A few days ago I tore myself away from my beloved coastal Oregon to return to California where I lived for the past twenty-two years. I do have love for California, but had been ready to move home to Oregon for many years before I was able to. I found myself heading back to California this time with some reluctance. On the heels of a divorce and the ending of that shared life, there have been some memories to contend with, alone in my truck driving south for eight hours with my self-help audiobook, traversing these very familiar backroads. Only a few things will bring me back at this point, and a week-long writing retreat with my favorite writing organization (WritingxWriters) is one of the main ones.

So here I am on Tomales Bay surrounded by rolling brown hills, and the familiar smell of eucalyptus, up the road from the oyster shack where I first sat in the sun next to the glistening water of this particular bay, first shucked an oyster, first felt a little bit fancy doing so…along this road where I’ve been on dates, spent weekends with friends, explored alone, and passed right through to get to the more northern surf breaks.

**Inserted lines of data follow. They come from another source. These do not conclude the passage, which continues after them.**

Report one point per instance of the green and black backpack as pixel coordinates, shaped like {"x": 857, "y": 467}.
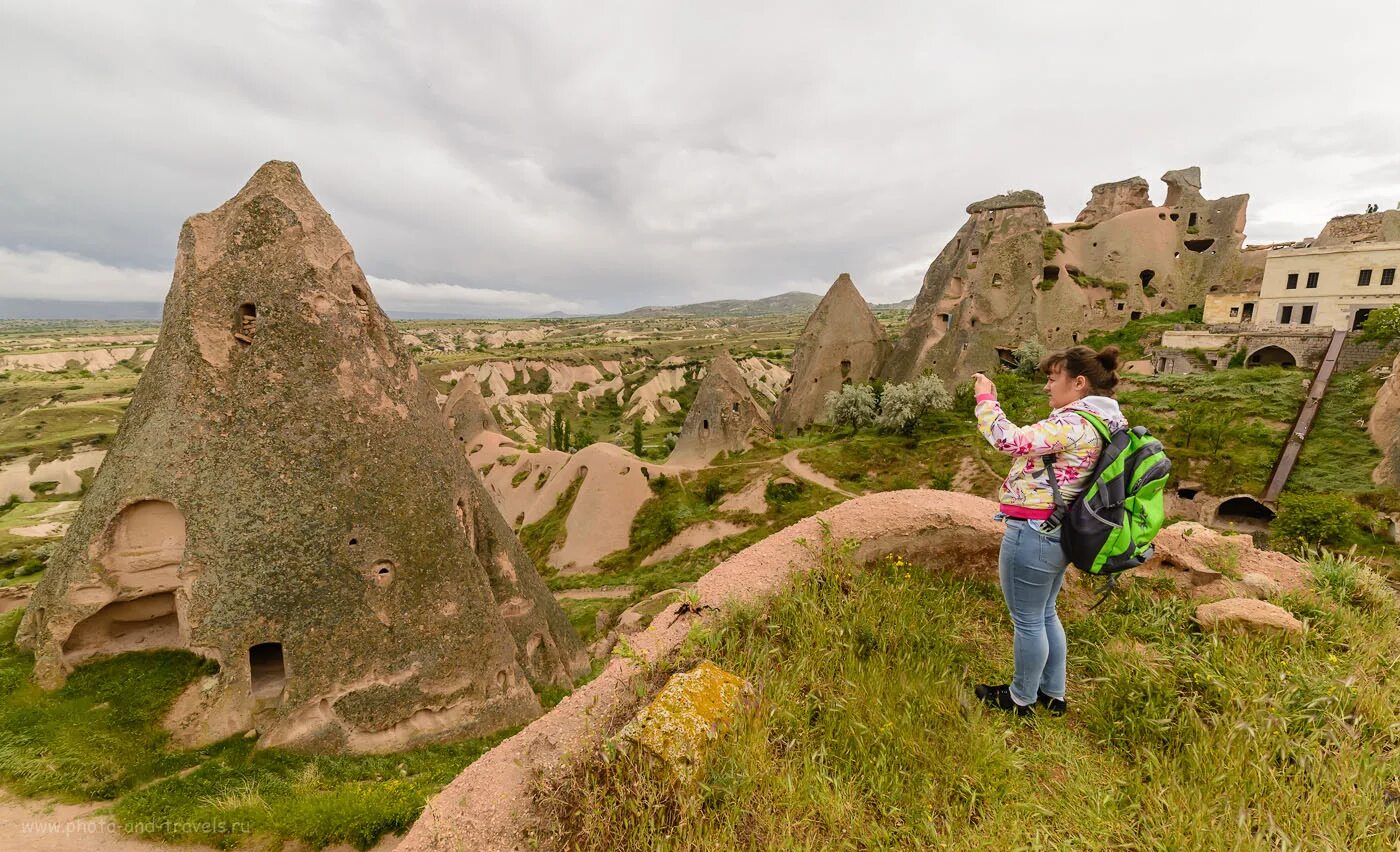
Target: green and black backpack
{"x": 1109, "y": 528}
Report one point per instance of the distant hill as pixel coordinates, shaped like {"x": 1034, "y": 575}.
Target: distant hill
{"x": 784, "y": 302}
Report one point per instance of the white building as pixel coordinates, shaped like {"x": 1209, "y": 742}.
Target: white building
{"x": 1320, "y": 287}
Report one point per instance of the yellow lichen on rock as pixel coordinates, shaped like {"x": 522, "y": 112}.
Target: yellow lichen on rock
{"x": 686, "y": 716}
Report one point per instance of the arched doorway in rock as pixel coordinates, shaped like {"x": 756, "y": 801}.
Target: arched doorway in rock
{"x": 142, "y": 549}
{"x": 1271, "y": 356}
{"x": 1245, "y": 512}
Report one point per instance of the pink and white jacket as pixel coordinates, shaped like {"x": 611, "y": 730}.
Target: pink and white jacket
{"x": 1071, "y": 438}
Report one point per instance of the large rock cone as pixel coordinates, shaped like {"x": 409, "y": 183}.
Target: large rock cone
{"x": 466, "y": 412}
{"x": 840, "y": 343}
{"x": 723, "y": 419}
{"x": 284, "y": 498}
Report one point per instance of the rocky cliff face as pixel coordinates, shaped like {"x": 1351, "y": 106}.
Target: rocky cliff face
{"x": 840, "y": 343}
{"x": 1108, "y": 200}
{"x": 1360, "y": 228}
{"x": 1008, "y": 274}
{"x": 724, "y": 416}
{"x": 1383, "y": 426}
{"x": 284, "y": 498}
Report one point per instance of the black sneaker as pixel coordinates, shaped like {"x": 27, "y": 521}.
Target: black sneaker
{"x": 1000, "y": 698}
{"x": 1057, "y": 707}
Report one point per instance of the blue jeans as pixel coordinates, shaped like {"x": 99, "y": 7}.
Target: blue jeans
{"x": 1032, "y": 571}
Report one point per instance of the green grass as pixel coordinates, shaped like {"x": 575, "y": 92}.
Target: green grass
{"x": 545, "y": 535}
{"x": 865, "y": 733}
{"x": 98, "y": 737}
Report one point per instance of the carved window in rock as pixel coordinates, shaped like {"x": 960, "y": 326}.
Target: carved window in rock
{"x": 245, "y": 323}
{"x": 266, "y": 670}
{"x": 361, "y": 305}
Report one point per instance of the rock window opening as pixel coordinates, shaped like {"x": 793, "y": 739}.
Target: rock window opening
{"x": 361, "y": 304}
{"x": 245, "y": 323}
{"x": 381, "y": 572}
{"x": 140, "y": 624}
{"x": 268, "y": 670}
{"x": 1243, "y": 511}
{"x": 1271, "y": 356}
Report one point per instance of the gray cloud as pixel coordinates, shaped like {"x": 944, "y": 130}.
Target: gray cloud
{"x": 612, "y": 154}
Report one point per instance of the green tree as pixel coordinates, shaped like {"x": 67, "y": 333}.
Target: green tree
{"x": 1382, "y": 323}
{"x": 902, "y": 406}
{"x": 851, "y": 406}
{"x": 1029, "y": 356}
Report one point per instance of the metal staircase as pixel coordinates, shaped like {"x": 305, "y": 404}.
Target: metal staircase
{"x": 1288, "y": 456}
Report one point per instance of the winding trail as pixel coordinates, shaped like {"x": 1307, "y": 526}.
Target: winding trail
{"x": 804, "y": 470}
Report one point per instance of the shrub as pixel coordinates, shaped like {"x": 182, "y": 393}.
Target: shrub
{"x": 902, "y": 406}
{"x": 1313, "y": 519}
{"x": 1028, "y": 357}
{"x": 851, "y": 406}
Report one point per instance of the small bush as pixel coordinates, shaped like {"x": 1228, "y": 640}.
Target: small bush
{"x": 1313, "y": 519}
{"x": 851, "y": 406}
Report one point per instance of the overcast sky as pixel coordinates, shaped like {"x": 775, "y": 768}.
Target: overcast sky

I have feelings about this landscape—loss and fondness and a sense of done-ness arise here for me. There’s a letting go and a real goodbye of something, maybe it’s another layer of reckoning.

In my workshop with Pam Houston, twelve of us have read each other’s writing and are spending each morning discussing and offering our insights, talking about craft and structure and story, about who the characters are in the pages and how they make us think and feel. It’s such a gift to get feedback on a story just-birthed, still new and not fully formed, to hear about where it resonates and where it loses people, to learn how different people’s minds work, and how they understand or don’t understand what you’ve tried to do on the page. It’s a process that’s not always comfortable but most often very helpful.

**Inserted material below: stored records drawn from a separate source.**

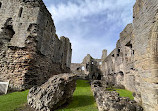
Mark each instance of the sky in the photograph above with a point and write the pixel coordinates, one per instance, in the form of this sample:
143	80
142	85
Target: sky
91	25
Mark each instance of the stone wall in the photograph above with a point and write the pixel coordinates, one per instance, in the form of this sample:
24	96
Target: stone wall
89	67
30	50
134	62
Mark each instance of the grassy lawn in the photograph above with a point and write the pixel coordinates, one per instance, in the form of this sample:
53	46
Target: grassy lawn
123	92
12	101
83	99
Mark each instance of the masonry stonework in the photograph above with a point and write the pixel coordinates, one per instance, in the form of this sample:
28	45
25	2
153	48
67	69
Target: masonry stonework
133	64
30	50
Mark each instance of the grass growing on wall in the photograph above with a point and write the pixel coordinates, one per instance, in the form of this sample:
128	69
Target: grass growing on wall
83	99
123	92
12	101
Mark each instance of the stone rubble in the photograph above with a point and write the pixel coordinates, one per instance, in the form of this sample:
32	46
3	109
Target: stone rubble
57	91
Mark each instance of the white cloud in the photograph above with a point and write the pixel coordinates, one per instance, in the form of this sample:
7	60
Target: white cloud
74	20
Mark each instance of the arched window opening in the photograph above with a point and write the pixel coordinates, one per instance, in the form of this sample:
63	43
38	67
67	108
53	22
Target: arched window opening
20	12
0	4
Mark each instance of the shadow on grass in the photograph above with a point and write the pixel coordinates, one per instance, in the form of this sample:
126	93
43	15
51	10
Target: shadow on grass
81	101
84	84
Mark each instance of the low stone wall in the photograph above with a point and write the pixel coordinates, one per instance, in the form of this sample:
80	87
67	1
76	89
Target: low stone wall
111	101
4	87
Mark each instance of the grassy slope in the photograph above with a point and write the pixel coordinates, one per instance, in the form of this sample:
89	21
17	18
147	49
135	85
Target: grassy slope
83	99
12	101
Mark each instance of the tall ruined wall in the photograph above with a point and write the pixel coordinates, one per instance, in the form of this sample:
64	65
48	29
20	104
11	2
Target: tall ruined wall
145	25
134	62
30	50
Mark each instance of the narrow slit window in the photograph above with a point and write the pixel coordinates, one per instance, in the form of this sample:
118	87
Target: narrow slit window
20	12
0	4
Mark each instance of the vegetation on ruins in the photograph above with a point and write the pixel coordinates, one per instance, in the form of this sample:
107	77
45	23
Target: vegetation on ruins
12	101
83	99
122	92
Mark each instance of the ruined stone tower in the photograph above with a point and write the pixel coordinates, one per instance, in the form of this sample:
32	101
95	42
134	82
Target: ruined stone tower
30	50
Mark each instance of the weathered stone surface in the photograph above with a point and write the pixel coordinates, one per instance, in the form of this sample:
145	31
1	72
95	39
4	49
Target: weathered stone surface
110	100
55	92
30	50
89	67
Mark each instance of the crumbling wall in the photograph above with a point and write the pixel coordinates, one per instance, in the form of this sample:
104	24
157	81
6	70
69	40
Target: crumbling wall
134	61
145	25
30	50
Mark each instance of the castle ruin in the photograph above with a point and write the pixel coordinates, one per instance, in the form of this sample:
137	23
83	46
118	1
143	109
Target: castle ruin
30	50
133	64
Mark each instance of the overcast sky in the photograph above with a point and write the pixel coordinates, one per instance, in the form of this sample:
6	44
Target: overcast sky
91	25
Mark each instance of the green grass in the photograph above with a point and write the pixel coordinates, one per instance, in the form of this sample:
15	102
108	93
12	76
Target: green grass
83	99
12	101
122	92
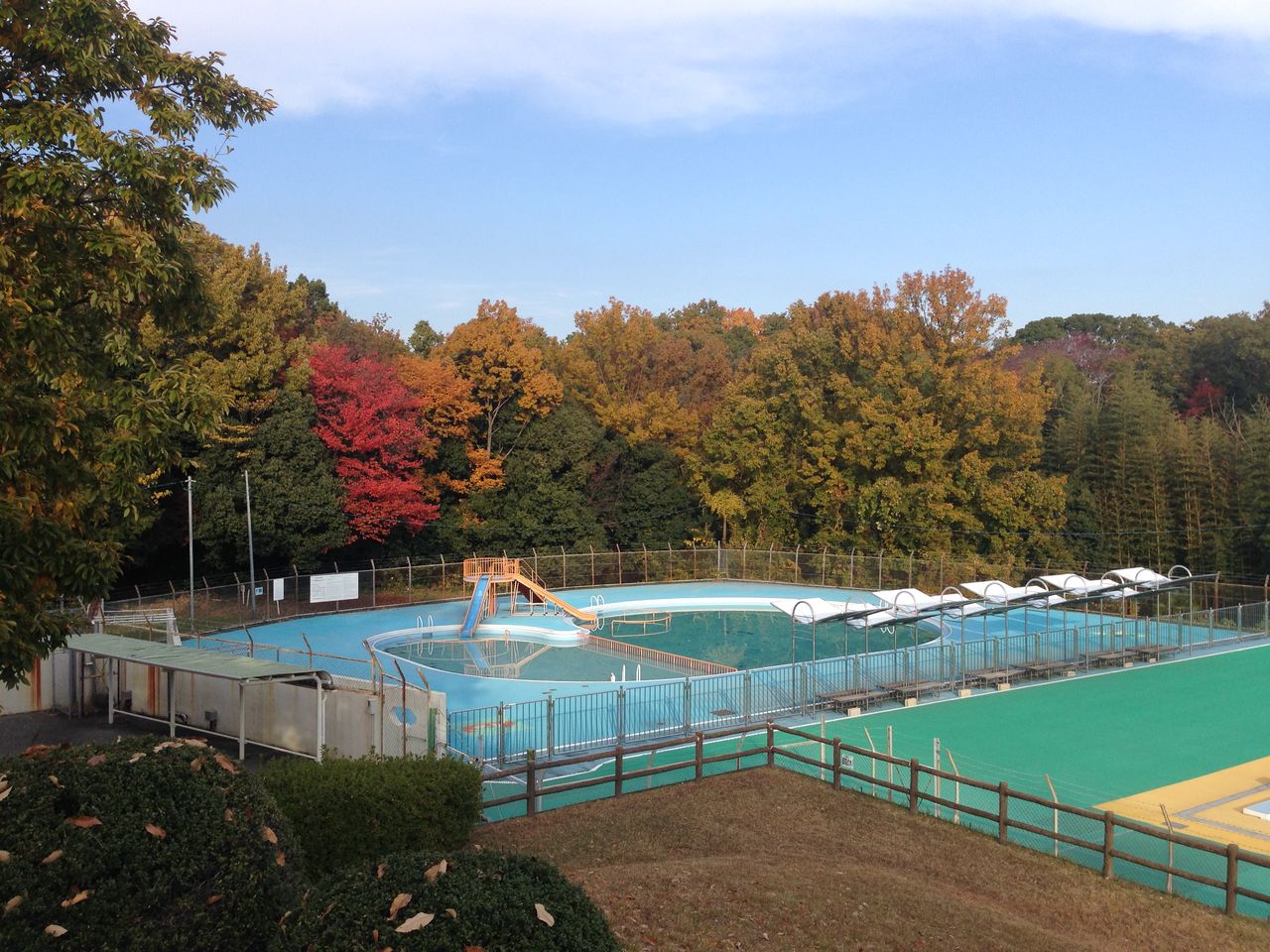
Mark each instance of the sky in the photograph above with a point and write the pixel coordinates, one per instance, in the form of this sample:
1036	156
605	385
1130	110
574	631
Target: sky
1071	155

Both nights so far, after dinner, after the bats have done their dusky dances and the first stars come out, the faculty have read from their work, and both nights I’ve been overwhelmed by their insight, effort, vulnerability, and richness of life, of having lived and paid attention to living. Any time Pam reads anything at this point I just start crying, and it’s that best kind of crying—her words tend to remind me that the world might still be a place to believe in even with all the heart-ache—and where afterwards I’ll walk alone back to my room and look out the window and take some deep breaths and drink some water and then want to write my own words, want to be that brave and honest and real in my own way.

Room with a view

There’s something so beautiful about this space, a writers’ community, where people are revealing their truths, the actual real truths of their lives and ideas, whether they are writing fiction or poetry or nonfiction. Every time I’ve attended one of these, I feel a pervasive rawness, like I’m just a nerve ending walking around and (sometimes) talking but most often listening with everything I have.

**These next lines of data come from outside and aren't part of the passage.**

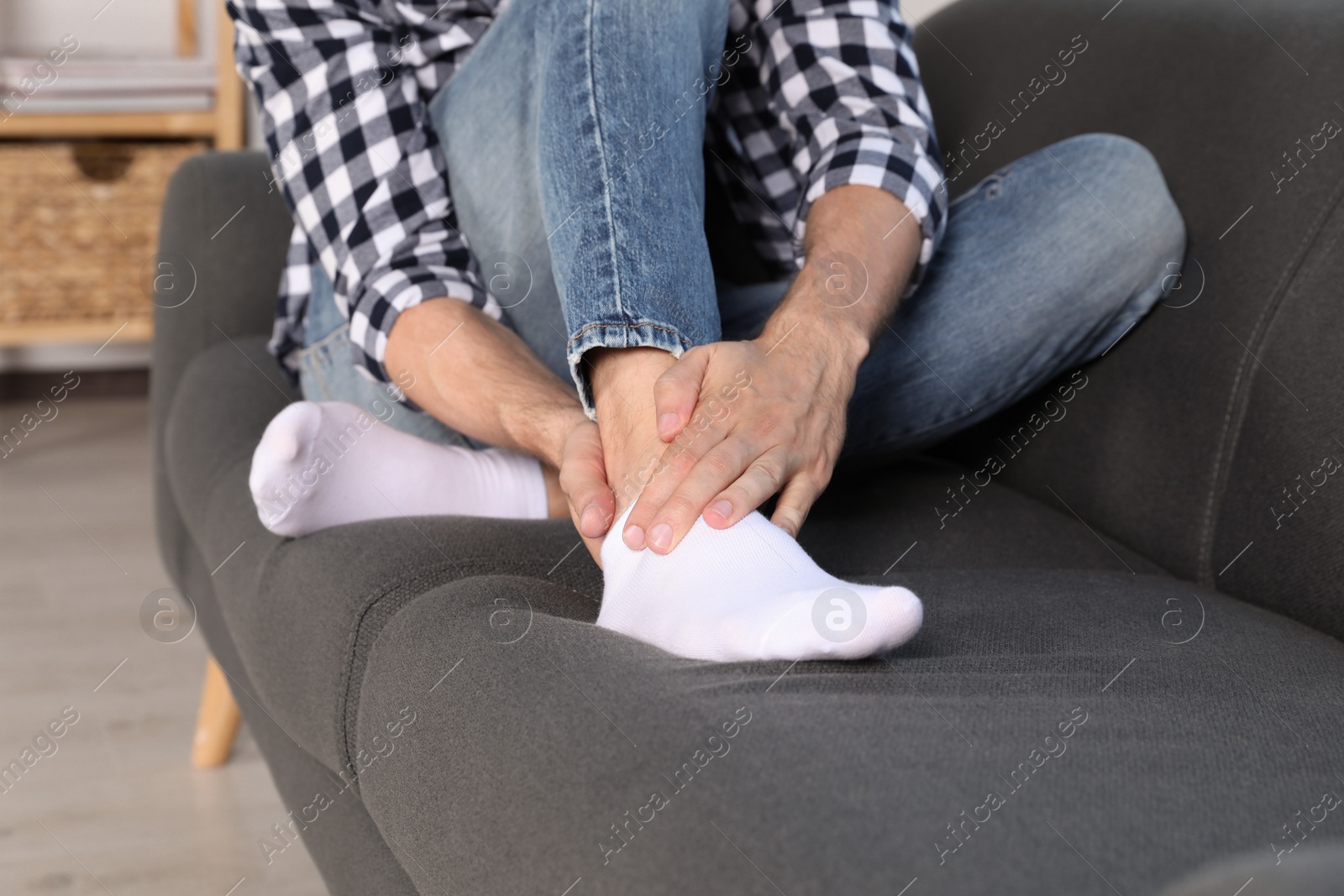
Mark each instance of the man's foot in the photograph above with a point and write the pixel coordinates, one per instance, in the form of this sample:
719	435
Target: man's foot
748	593
329	464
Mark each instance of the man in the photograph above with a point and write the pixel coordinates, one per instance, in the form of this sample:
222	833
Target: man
501	214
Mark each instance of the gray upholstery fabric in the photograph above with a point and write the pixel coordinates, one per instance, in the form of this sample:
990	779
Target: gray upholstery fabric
1183	439
1314	872
848	774
1211	723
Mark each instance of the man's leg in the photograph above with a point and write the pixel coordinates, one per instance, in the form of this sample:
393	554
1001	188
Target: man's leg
598	179
1045	265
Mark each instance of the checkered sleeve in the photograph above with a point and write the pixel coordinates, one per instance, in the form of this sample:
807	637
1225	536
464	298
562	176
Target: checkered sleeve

I have two more days here, six more stories to discuss with their authors, a couple more oysters to eat, a few more walks up the tallest brown hill on the property to look out over the water—all those little, white sailboats bobbing like corks on the expansive blue in the distance. I am having this whole experience here and now, and also thinking about my novel that will soon be in the world, how it might mean something to someone somewhere? Maybe? I guess that’s the hope: that like these teachers I’m with this week, the words I’ve put together, the story I’ve told, will be for something—something distant from ego, something more like the attempt of a gift, an honest offering.

Soon I’ll be driving back up the coast, to the wet, dark Oregon of my dreams, to the mossy and tender life I am building there, and I am so looking forward to getting back to it. But for now I’m completely here, writing what I can, and feeling all the feelings, taking deep breaths, and trying to find a way to get it all down.

Feeling it all

4 Replies to “Tomales”

  1. I have stood on that same brown hill on mornings after Pam has read and felt words and life returning to me. Beautiful. Thank you. May there be moss and tenderness. Looking forward to your novel.